Re: Copying into Unicode - Correcting Errors

Lists: pgsql-generalpgsql-jdbc
From: Hunter Hillegas <lists(at)lastonepicked(dot)com>
To: PostgreSQL <pgsql-general(at)postgresql(dot)org>
Subject: Copying into Unicode - Correcting Errors
Date: 2004-11-23 23:56:59
Message-ID: BDC90E4B.4D934%lists@lastonepicked.com
Views: Raw Message | Whole Thread | Download mbox | Resend email
Lists: pgsql-general pgsql-jdbc

I need to import a file into a Unicode database.

I am getting an error:

ERROR: Unicode characters greater than or equal to 0x10000 are not
supported
CONTEXT: COPY mailing_list_entry, line 30928, column first_last_name:
"Ver?nica"

The source file came from pg_dump... Is there a way I can easily find rows
like this in the database so I can remove them before I export->import?

It looks like the source database has a lot of garbage in it... I guess I'm
asking if there is an 'easy' way to identify the rows that have issues so I
can deal with them... The table has 400,000 rows so locating them by hand is
not desirable.

I am running on 8.0b5 on MacOS X.

Thanks,
Hunter


From: Peter Eisentraut <peter_e(at)gmx(dot)net>
To: Hunter Hillegas <lists(at)lastonepicked(dot)com>
Cc: PostgreSQL <pgsql-general(at)postgresql(dot)org>
Subject: Re: Copying into Unicode - Correcting Errors
Date: 2004-11-24 10:19:44
Message-ID: 200411241119.44894.peter_e@gmx.net
Views: Raw Message | Whole Thread | Download mbox | Resend email
Lists: pgsql-general pgsql-jdbc

Hunter Hillegas wrote:
> I need to import a file into a Unicode database.
>
> I am getting an error:
>
> ERROR: Unicode characters greater than or equal to 0x10000 are not
> supported
> CONTEXT: COPY mailing_list_entry, line 30928, column
> first_last_name: "Ver?nica"

If your file really does have Unicode characters greater than or equal
to 0x10000, then I don't have a good answer.

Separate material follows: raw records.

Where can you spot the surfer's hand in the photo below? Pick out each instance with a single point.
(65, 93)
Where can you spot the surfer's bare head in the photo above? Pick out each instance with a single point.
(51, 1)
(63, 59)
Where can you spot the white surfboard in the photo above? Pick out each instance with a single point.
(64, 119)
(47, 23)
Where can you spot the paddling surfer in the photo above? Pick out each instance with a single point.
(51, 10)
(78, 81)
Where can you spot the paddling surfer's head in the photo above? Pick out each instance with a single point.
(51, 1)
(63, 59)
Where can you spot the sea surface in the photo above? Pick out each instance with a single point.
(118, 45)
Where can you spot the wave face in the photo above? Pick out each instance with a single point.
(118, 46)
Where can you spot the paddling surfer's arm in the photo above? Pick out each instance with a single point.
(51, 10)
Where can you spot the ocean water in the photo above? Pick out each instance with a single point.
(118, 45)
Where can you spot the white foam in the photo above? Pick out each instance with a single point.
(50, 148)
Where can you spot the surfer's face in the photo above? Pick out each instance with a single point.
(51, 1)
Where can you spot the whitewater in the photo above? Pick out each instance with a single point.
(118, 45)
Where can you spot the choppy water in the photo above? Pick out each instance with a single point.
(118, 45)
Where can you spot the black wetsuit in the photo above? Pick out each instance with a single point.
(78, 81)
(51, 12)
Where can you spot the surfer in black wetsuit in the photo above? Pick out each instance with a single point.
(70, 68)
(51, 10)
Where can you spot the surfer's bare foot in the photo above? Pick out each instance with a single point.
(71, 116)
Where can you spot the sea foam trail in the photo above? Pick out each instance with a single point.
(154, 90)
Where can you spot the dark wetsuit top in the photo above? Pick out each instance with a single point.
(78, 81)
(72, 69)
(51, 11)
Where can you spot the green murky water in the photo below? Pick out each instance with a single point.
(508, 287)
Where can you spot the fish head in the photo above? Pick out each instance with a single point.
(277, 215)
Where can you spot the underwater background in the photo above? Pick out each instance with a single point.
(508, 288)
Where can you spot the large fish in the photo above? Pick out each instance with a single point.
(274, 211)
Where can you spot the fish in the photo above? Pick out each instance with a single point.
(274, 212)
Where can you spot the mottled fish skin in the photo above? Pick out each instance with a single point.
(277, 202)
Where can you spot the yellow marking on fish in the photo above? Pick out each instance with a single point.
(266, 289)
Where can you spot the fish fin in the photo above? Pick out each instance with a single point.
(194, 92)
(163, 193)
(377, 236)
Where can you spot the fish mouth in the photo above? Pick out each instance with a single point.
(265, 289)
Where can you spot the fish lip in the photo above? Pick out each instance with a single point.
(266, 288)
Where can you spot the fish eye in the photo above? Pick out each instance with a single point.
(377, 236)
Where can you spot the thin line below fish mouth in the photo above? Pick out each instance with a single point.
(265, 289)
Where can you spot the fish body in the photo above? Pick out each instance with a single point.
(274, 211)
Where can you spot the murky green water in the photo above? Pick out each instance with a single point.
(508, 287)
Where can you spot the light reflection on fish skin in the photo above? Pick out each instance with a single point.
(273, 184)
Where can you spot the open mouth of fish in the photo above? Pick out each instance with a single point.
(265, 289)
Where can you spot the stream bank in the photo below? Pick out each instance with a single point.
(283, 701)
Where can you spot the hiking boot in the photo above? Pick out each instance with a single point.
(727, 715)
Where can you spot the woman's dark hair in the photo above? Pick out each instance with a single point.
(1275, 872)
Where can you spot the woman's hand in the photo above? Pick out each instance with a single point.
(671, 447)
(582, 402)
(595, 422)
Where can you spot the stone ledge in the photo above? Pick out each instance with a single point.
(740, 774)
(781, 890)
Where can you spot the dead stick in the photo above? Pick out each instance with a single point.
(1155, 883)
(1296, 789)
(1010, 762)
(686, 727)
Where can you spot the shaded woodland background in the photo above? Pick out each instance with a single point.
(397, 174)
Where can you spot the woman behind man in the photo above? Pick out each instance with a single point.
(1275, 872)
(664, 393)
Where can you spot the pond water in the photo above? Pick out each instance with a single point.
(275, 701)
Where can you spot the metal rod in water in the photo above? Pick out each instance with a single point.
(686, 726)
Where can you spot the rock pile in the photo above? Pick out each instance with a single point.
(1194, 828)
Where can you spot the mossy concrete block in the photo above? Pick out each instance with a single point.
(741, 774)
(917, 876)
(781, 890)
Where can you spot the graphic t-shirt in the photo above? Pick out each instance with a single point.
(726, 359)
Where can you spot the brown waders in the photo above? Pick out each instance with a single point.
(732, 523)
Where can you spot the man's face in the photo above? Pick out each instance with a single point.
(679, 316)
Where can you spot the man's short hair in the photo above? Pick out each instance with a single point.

But more often, this error means that your file is not in Unicode in the
first place. If so, set the client encoding to the real encoding of
your file, e.g.

export PGCLIENTENCODING=LATIN1

--
Peter Eisentraut
http://developer.postgresql.org/~petere/


From: Hunter Hillegas <lists(at)lastonepicked(dot)com>
To: Peter Eisentraut <peter_e(at)gmx(dot)net>
Cc: PostgreSQL <pgsql-general(at)postgresql(dot)org>, Postgre JDBC List <pgsql-jdbc(at)postgresql(dot)org>
Subject: Re: Copying into Unicode - Correcting Errors
Date: 2004-11-24 16:25:39
Message-ID: BDC9F603.4DBB3%lists@lastonepicked.com
Views: Raw Message | Whole Thread | Download mbox | Resend email
Lists: pgsql-general pgsql-jdbc

Peter,

Thanks for the reply.

Perhaps I should go into some more detail about what is going on.

Originally, the database was in SQL_ASCII and the data had been imported via
COPY from a text file. The text file is no longer available. The data went
into the table just fine.

When selecting from the table via JDBC, I see this exception:

'Invalid character data was found. This is most likely caused by stored
data containing characters that are invalid for the character set the
database was created in. The most common example of this is storing 8bit
data in a SQL_ASCII database.'

Ok, so I've never seen this but I do a little investigation and some of the
stuff I see online suggests that I should change the database encoding.

When I try UNICODE, I get the error below during my data import.

The 'bad' data looks like this when I SELECT:

| Ver?onica |

Is it possible that this is an issue with beta5 in conjunction with the JDBC
driver and encoding? I didn't see a CHANGELOG note that would make me
suspicious but I'm not sure I would know if it I saw it.

Hunter

> From: Peter Eisentraut <peter_e(at)gmx(dot)net>
> Date: Wed, 24 Nov 2004 11:19:44 +0100
> To: Hunter Hillegas <lists(at)lastonepicked(dot)com>
> Cc: PostgreSQL <pgsql-general(at)postgresql(dot)org>
> Subject: Re: [GENERAL] Copying into Unicode - Correcting Errors
>
> Hunter Hillegas wrote:
>> I need to import a file into a Unicode database.
>>
>> I am getting an error:
>>
>> ERROR: Unicode characters greater than or equal to 0x10000 are not
>> supported
>> CONTEXT: COPY mailing_list_entry, line 30928, column
>> first_last_name: "Ver?nica"
>
> If your file really does have Unicode characters greater than or equal
> to 0x10000, then I don't have a good answer.
>
> But more often, this error means that your file is not in Unicode in the
> first place. If so, set the client encoding to the real encoding of
> your file, e.g.
>
> export PGCLIENTENCODING=LATIN1
>
> --
> Peter Eisentraut
> http://developer.postgresql.org/~petere/